Excellent Bearbait. 

I'm feeling the challenge from your story. Pt 3? 

Hope you had some Bolivian leaves with you.


----------



## M.J. (Feb 23, 2004)

great post


----------



## brianthebiker (Nov 1, 2005)

*Simply unbelievable!*

I trekked in Peru in 2004 and hope to go again soon to either Bolivia or Peru. A beautiful part of the world.....your pictures show the harshness of the Bolivian plains. I did a trek with support; you have some serious cajones to do the distances you did solo on a mtn bike. Hats off for one of the best Passion threads I have ever read!:thumbsup:

And please post more pics if you've got them.....living vicariously is all I can do until I get back down there;-)

Threads like this are the reason why I love mtbr!

EDIT: I just scrolled down and saw that you had additional pics......can I say it again? Unbelievable!

PS. How much money did you spend on your trip if you don't mind my asking? And what were the big expenses? You've got me thinking, and surely this cannot be a good thing;-)


----------



## Bearbait (Jan 14, 2004)

*Thanks*

Thanks everybody, glad you enjoyed it. Part 3 is on the way.

Shaheeb - yep had some coca leaves, made a potent morning tea with them:thumbsup: .

Brian - The trip was pretty cheap, I was down there for 5 months coming from Ecuador and Peru so I lost track of how much I spent. Bolivia is (I think) the cheapest south american country to travel in. Major expenses were long distance busses, and when I had to stock up on camping food.
E


----------



## brianthebiker (Nov 1, 2005)

*5 months?*



Bearbait said:


> Thanks everybody, glad you enjoyed it. Part 3 is on the way.
> 
> Shaheeb - yep had some coca leaves, made a potent morning tea with them:thumbsup: .
> 
> ...


Color me Green with envy!

Am always curious as to how people do these long trips.....were you between jobs?


----------



## Bearbait (Jan 14, 2004)

*Part 3 - Back north*

I spent 4 days in San Pedro, most of the time I spent resting and eating. Entering Chile was a bit of a shock in the wallet as prices for a room were quadruple what they were in La Paz and groceries were similar prices to the US. Although very satisfied with the accomplishments of making it to San Pedro, I felt like it was all passed too quickly and I quickly found myself looking at maps trying to find a new route back into the high country. I was also trying to contact the park rangers at Sajama National Park in Bolivia. When I first passed through 3 weeks earlier while biking to Arica, we hit it off and they had offered that I could try to Climb the Park's namesake 21,000' mountain with them. The phone connections were bad and nothing could be planned. I spent a wonderful afternoon mtn biking (unloaded!) in an amazing area called Valle de la luna, where red rock erosion and a large amount of salt in the soil made for some incredible terrain. Throwing in the towel for lack of ideas that night I jumped on an overnight buss to Arica, then another all day journey back to La Paz.

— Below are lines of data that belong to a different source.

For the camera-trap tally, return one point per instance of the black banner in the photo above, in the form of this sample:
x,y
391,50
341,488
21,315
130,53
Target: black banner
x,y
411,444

Back in La Paz for the third time&#8230; I had a little more than two weeks left before I started the journey back home. The weather in Sajama was pretty nasty and I decided to put aside my climbing ambitions this time around. More biking was in store, I needed to head back to the Salars&#8230; Another trip to the grocery store for 10 days of food, then back to the buss station. My original plans of starting just 3 hours south of La Plaz in Oruro were changed spontaneously when I learned news of a roadblock and no busses heading that way. I eyed my maps and figured out a different route which would start in Sajama and parallel the Chilean border crossing the salt flats and finishing in Uyuni. Planning done.

I got off the bus at 12,500' on the highway where a dirt spur road heads into Sajama Park. A month earlier I had passed through this same spot and was moved by how dramatic the landscape was, huge volcanoes over 20,000' rose from the Altiplano, Herds of llamas and alpacas dotted the landscape, Hearty Ayrama living in adobe houses, perfect. Probably as close to Tibet as the Americas can get. Also the same as my previous time through was the weather, 35 degrees and driving rain, joy! I threw my bike stuff together and headed down the dirt road to pull off for the night.

The next morning I awoke to much improved weather, and everything coated with a thick layer of ice. I had two choices for the start of my route, the first spurred off the highway at the border and headed south to the village of Sacabaya. The second started further east and passed through another village en route to Sacabaya. Wanting something different and avoiding the hour long climb to the boarder I decided flip of the coin style on option 2, I was to learn the next day, it was the more demanding choice. The whole day I spent cruising at a decent pace on these seldom used tracks through the pampa. Navigation was demanding as there were often many different paths to chose from. After a while I decided to not get stressed out by taking the wrong route sometimes I would just got the way that felt right not even missing a pedal stroke. I passed several very small houses in route, it seemed even the smallest settlement had a small church.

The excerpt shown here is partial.